Figlio fuori casa per qualche giorno e ansia da separazione da parte dei genitori spesso camminano di pari passo. Non per tutti, ovviamente, ma di certo per buona parte delle mamme italiane. Nonostante la razionalità e l’autocontrollo, infatti, il telefono diventa inseparabile compagno: spesso usato per chiamare, se è permesso farlo, più spesso aspettando che squilli, perché pare proprio brutto telefonare in continuazione. Ma cosa provano le mamme e i papà quando i figli trascorrono del tempo lontano da loro? Lo abbiamo chiesto a Rosalinda Cassibba, professore straordinario presso la Facoltà di Scienze della formazione dell’Università di Bari.

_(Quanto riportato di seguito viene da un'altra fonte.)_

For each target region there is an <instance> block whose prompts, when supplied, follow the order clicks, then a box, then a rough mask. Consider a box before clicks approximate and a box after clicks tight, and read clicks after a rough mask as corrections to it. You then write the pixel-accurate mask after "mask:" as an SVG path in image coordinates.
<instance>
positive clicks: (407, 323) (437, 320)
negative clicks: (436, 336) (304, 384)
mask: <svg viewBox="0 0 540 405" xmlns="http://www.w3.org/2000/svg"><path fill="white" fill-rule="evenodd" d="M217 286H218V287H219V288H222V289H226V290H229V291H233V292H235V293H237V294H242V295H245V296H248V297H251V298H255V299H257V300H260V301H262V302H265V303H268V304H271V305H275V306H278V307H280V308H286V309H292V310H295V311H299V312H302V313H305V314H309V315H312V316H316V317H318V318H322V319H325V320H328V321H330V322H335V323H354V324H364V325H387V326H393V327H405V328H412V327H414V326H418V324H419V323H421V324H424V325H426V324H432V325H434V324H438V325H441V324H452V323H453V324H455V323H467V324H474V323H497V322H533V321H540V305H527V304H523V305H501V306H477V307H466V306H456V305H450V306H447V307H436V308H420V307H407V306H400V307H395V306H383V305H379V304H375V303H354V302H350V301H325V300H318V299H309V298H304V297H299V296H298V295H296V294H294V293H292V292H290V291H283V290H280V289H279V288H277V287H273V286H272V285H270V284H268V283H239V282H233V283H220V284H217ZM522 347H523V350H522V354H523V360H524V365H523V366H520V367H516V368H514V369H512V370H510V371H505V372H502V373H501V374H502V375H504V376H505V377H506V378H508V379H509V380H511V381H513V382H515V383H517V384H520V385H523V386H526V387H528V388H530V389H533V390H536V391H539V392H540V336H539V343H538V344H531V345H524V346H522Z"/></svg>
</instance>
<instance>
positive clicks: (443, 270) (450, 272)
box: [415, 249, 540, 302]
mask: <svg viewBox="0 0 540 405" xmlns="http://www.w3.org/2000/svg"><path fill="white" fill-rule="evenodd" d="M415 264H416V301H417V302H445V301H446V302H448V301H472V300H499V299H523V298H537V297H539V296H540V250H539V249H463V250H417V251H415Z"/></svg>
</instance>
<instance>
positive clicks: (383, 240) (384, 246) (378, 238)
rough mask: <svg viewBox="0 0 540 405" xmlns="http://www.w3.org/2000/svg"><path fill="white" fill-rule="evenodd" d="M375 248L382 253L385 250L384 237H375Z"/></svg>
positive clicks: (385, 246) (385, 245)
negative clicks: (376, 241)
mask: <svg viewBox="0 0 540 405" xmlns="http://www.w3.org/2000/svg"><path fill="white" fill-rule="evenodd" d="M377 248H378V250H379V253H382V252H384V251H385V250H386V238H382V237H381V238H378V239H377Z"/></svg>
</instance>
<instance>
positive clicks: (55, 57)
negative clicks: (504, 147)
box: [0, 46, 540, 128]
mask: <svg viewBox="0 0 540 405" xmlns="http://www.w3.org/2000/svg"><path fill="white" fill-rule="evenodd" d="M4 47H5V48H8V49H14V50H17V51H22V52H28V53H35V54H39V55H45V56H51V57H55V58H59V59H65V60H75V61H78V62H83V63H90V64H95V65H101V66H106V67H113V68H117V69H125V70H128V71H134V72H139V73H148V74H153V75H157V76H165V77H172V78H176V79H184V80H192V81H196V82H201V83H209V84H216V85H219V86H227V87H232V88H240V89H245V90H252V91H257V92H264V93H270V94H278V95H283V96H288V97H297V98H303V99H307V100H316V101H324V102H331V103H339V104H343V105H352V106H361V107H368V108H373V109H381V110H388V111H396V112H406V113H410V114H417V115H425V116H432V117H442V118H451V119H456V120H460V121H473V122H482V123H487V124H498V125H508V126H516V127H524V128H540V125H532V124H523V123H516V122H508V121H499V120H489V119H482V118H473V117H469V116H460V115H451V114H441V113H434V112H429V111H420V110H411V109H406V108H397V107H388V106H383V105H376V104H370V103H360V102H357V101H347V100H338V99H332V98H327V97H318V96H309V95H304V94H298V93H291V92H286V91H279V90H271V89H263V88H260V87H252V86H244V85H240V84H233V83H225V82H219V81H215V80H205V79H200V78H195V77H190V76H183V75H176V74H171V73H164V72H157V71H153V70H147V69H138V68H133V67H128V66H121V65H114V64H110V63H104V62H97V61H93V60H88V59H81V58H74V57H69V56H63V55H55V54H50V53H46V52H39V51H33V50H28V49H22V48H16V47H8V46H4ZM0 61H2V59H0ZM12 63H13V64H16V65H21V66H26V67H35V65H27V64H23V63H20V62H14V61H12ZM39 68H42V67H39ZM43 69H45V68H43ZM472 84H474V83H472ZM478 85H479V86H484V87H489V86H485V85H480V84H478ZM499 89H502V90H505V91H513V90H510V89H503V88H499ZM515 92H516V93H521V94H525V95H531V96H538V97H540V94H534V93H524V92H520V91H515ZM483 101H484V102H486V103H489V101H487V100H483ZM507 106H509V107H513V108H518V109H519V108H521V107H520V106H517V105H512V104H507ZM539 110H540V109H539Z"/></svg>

«Verso i sette-otto anni il bambino deve essere incoraggiato a vivere esperienze fuori casa: le gite, i momenti formativi riservati ai ragazzi, le occasioni ludiche che prevedono allontanamento dalla famiglia sono delle esperienze di crescita. Sollecitarle è importante: a volte capitano momenti in cui occorre stare lontani e stare da soli, sono occasioni che permettono di individuare strategie per sviluppare il senso di autonomia. Preparato il momento, il genitore deve poi sentirsi tranquillo altrimenti trasmette le sue emozioni al ragazzo».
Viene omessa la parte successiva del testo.